Rechtliche Beurteilung

[1] Die Unabwendbarkeit eines Ereignisses im Sinne des § 9 EKHG setzt voraus, dass Betriebsunternehmer und Betriebsgehilfen jede nach den Umständen des Falls gebotene Sorgfalt beachtet haben und dass das Unfallsgeschehen auch bei Anwendung äußerster und nach den Umständen möglicher Sorgfalt nicht zu vermeiden war (RS0058206). Der Umfang der gemäß § 9 Abs 2 EKHG gebotenen Sorgfalt hängt von den besonderen Umständen des Einzelfalls ab (RS0111708). Er begründet daher keine Rechtsfrage von der Qualität des § 502 Abs 1 ZPO, wenn die Beurteilung des Berufungsgerichts den Rahmen der Rechtsprechung nicht verlässt. Das ist auch hier nicht der Fall:

[2] Der verfahrensgegenständliche Arbeitsunfall ereignete sich dadurch, dass die Erstbeklagte mit Schrittgeschwindigkeit (5 km/h) einen Elektro-Hubstapler in einer großen Halle lenkte, als die Klägerin, die sich unmittelbar vor einem Kartoncontainer mit dem Rücken zum Fahrweg befunden hatte, eine Körperdrehung mit einem Schritt nach links hinten und einer Bewegung nach vorne machte, dadurch in den Fahrraum des Hubwagens kam und am Fuß schwer verletzt wurde. Es bestand keine Vermeidbarkeit der Kollision für die Erstbeklagte. Die Vorinstanzen verneinten eine Sorgfaltspflichtverletzung durch sie und wiesen das Klagebegehren ab.

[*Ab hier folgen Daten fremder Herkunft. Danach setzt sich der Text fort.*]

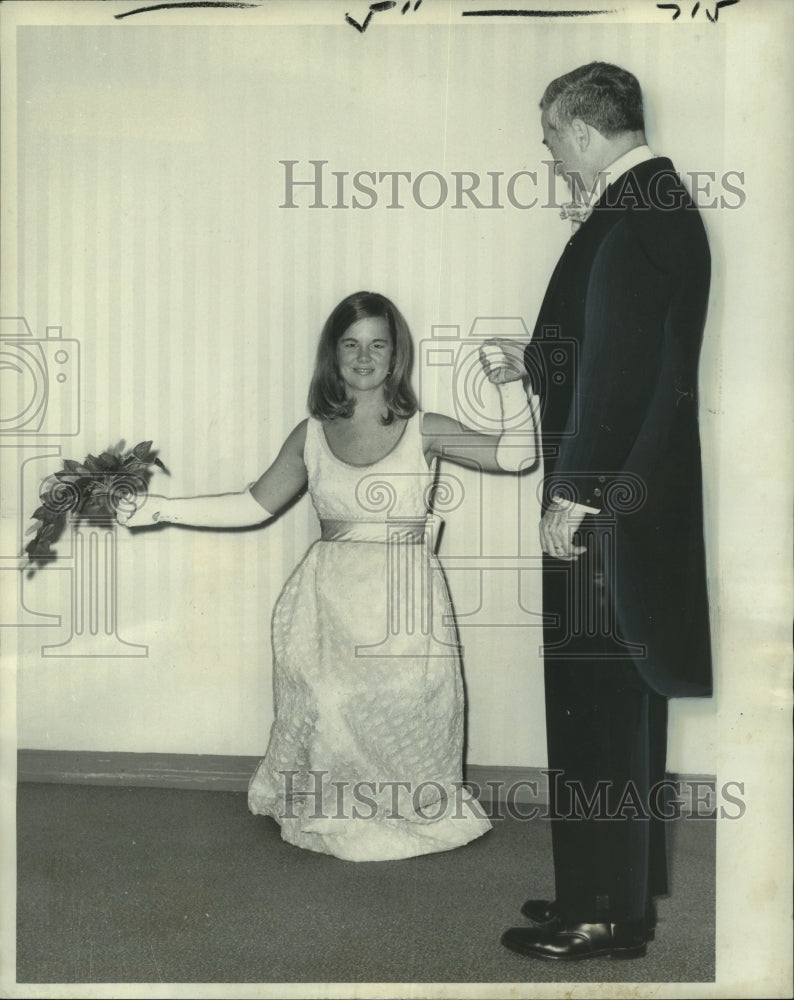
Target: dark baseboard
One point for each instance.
(207, 772)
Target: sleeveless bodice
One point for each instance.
(395, 487)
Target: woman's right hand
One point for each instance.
(503, 360)
(140, 512)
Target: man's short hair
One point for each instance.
(602, 95)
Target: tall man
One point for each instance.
(614, 357)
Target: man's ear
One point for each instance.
(580, 131)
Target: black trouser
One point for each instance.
(607, 742)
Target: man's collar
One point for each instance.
(633, 158)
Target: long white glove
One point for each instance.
(517, 448)
(227, 510)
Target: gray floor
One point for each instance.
(128, 885)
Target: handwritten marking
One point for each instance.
(184, 3)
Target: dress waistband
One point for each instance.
(412, 531)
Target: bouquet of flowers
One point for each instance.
(92, 490)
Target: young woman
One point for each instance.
(365, 754)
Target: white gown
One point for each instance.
(365, 754)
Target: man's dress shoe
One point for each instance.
(544, 913)
(574, 942)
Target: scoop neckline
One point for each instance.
(366, 465)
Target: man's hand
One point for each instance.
(503, 360)
(558, 526)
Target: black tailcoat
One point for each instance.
(614, 357)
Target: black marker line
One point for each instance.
(185, 3)
(534, 13)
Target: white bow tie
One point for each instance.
(576, 212)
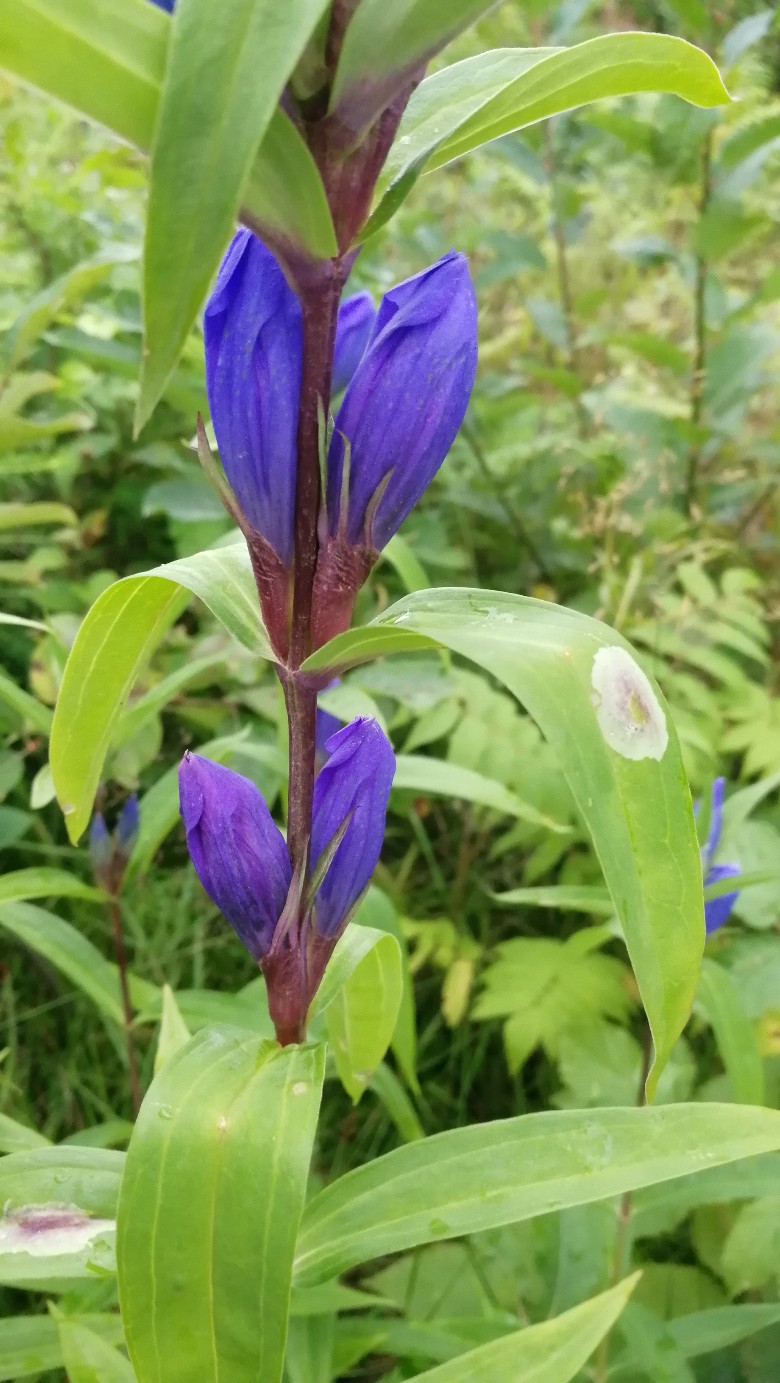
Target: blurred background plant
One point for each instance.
(620, 455)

[3] In ihrer nur eine Haftung der Zweitbeklagten betreffenden außerordentlichen Revision macht die Klägerin geltend, dass zwei vom Berufungsgericht zitierte Entscheidungen nicht auf den vorliegenden Fall übertragbar seien, zumal sie mit dem Rücken zur Fahrbahn gestanden sei, in der Halle beträchtlicher Lärm geherrscht habe, sie sich einem Arbeitsvorgang gewidmet habe und der Abstand des Fahrzeugs zur Klägerin sehr gering gewesen sei.

[4] In der Entscheidung 2 Ob 240/67 (ZVR 1968/206) wurde bekräftigt, dass ein Fahrzeuglenker annehmen könne, dass die in den Arbeitsprozess eingegliederten Personen mit dem Arbeitsvorgang so vertraut sind, dass sie diesem Vorgang die entsprechende Beachtung schenken (s auch RS0073124). In der Entscheidung 2 Ob 253/75 (ZVR 1976/295) wurde eine Sorgfaltspflichtverletzung des Lenkers verneint, als jene Klägerin ohne Rücksicht auf den Verkehr vom Gehsteig auf die Fahrbahn trat, womit der ohnehin nur mit Schrittgeschwindigkeit fahrende Lenker nicht zu rechnen brauchte.

[5] Diese Wertungen auf den vorliegenden Fall zu übertragen ist nicht weiter korrekturbedürftig. Die Klägerin war bereits seit 13 Jahren als Maschinistin in jenem Werk tätig und in den Arbeitsprozess eingegliedert. Ihr waren die an mehreren Stellen ausgehängten Arbeitsanweisungen bekannt, wonach die Fußgänger auf den Staplerverkehr achten müssen, rechtzeitig ausweichen und sich möglichst nicht an unübersichtlichen Stellen aufhalten dürfen, weil Stapler nicht immer rasch genug bremsen können. Die Erstbeklagte, die die Klägerin wahrgenommen hatte, fuhr lediglich in Schrittgeschwindigkeit bei ausreichender Durchfahrtsbreite und mit einem an sich ausreichenden Abstand (bei der für die Klägerin günstigsten Annahme rechnerisch 0,71 m) und musste mit der Rückwärtsbewegung der Klägerin auch nicht rechnen. Da keine kritische Situation zu befürchten war, hatte die Erstbeklagte hier auch keinen Grund, ihre Fahrgeschwindigkeit noch weiter zu verlangsamen oder den Stapler überhaupt zum Stillstand zu bringen. Die Ansicht der Klägerin liefe auf die Pflicht hinaus, ein Stapler-Fahrzeug selbst bei Schrittgeschwindigkeit jedenfalls für mit Arbeitsprozessen beschäftigte Arbeitnehmer anzuhalten. Das würde hier die zumutbaren Sorgfaltspflichten überspannen (s RS0058326 [T1]).

[6] Die Klägerin meint auch, das Berufungsgericht habe sich darüber hinweggesetzt, dass für einen Entfall der Haftung nach § 9 EKHG auch der Halter jede nach den Umständen gebotene Sorgfalt aufgewendet haben müsse, wofür die Zweitbeklagte als Haftpflichtige beweispflichtig sei.

[7] Der vorliegende Fall indiziert objektiv keine Anhaltspunkte dafür. Die Klägerin hat auch kein entsprechendes Tatsachensubstrat in den Raum gestellt, das überhaupt eine Sorgfaltsverletzung des Halters ergäbe und zu dem die Zweitbeklagte Vorbringen erstatten hätte können. Dass sich ein Halter von sämtlichen erdenklichen, im Verfahren nicht thematisierten Gründen freibeweisen müsste, trifft nicht zu.

[8] Die außerordentliche Revision der Klägerin ist daher zurückzuweisen.